Александр Рудазов - Демоны в Ватикане
А вот я в перчатках есть не могу. По той причине, что человеческие перчатки на меня не налезают.
Если быть совсем точным, то все-таки налезают, я их несколько раз носил. Только мне в них ужасно неудобно, ибо пальцев целых семь. Примерно как человеку в варежках. Пробовали когда-нибудь ковырять мясо в варежках?
Подали вареных омаров. Я радостно осклабился и тут же отправил первого из них в пасть. Целиком.
Раздался сильный хруст. Во все стороны полетели осколки панциря. Аурэлиэль жалобно всхлипнула и прошипела, беспокойно оглядываясь по сторонам:
– Их же сначала разламывать нужно, столовым ножом! Ну почему ты меня все время позоришь?!
– Извини, – пробурчал я, не переставая чавкать. – Тут ножи больно уж неудобные – фиг что разломишь. Вот почему у них кончик закругленный? Неудобно же.
– Потому что еще совсем недавно специальных столовых ножей вообще не существовало. За едой пользовались теми же, что и в повседневной жизни. Практически каждый носил на поясе нож – для всевозможных целей. В качестве зубочистки тоже использовали заостренный кончик ножа. Но шестьдесят лет назад один человеческий кардинал посчитал ковыряние ножом в зубах нарушением приличий и распорядился кончик закруглить. С тех пор за столом пользуются исключительно такими. Это правила этикета!
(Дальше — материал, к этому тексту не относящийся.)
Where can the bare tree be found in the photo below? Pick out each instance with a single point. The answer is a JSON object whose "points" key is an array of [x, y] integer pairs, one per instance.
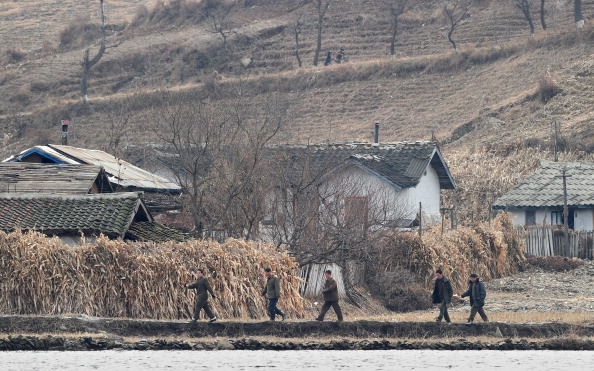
{"points": [[395, 9], [543, 14], [324, 217], [218, 15], [456, 11], [577, 13], [524, 6], [117, 126], [321, 9], [215, 148], [87, 62], [297, 28]]}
– Ладно, я все понял. Но у меня есть один важный вопрос.
– Какой?
– Ты свой бифштекс есть будешь? Если нет – можно, я съем?
Конечно же, Аурэлиэль отдала бифштекс без возражений, даже с облегчением. Довольно странно, что здешние официанты допустили такой просчет – подали эльфу мясо. Уж кажется, должны бы знать, что эти остроухие поголовно травоядны. А бедняжка Аурэлиэль просто не смогла отказаться от поданного блюда – это тоже было бы вопиющим нарушением этикета.
– Мясо не проварено, – задумчиво произнес я, поглощенный размышлениями.
– Ты ешь салфетку, – вежливо сообщила эльфийка.
Ах да, точно. Ошибся слегонца. Это серьезная проблема – когда отсутствует осязание. Ориентироваться на ощупь для меня невозможно – без зрения или Направления не могу точно сказать, к чему прикасаюсь. Что обычная бумага, что наждачная – на ощупь они для меня совершенно одинаковые.
– Икра черная!.. – облизнулся я, сгребая икру с тарелки. – Икра красная!.. О! Заморская икра, баклажанная!..
– Не лезь в мою тарелку, – снова ударила меня по руке Аурэлиэль. – Лазить по чужим тарелкам некультурно.
Я разочарованно подвигал пальцами. Всю баклажанную икру захватили эльфы – они ее просто обожают. Зато черную с красной не едят совсем. И желтую тоже не едят – на столе и такая есть.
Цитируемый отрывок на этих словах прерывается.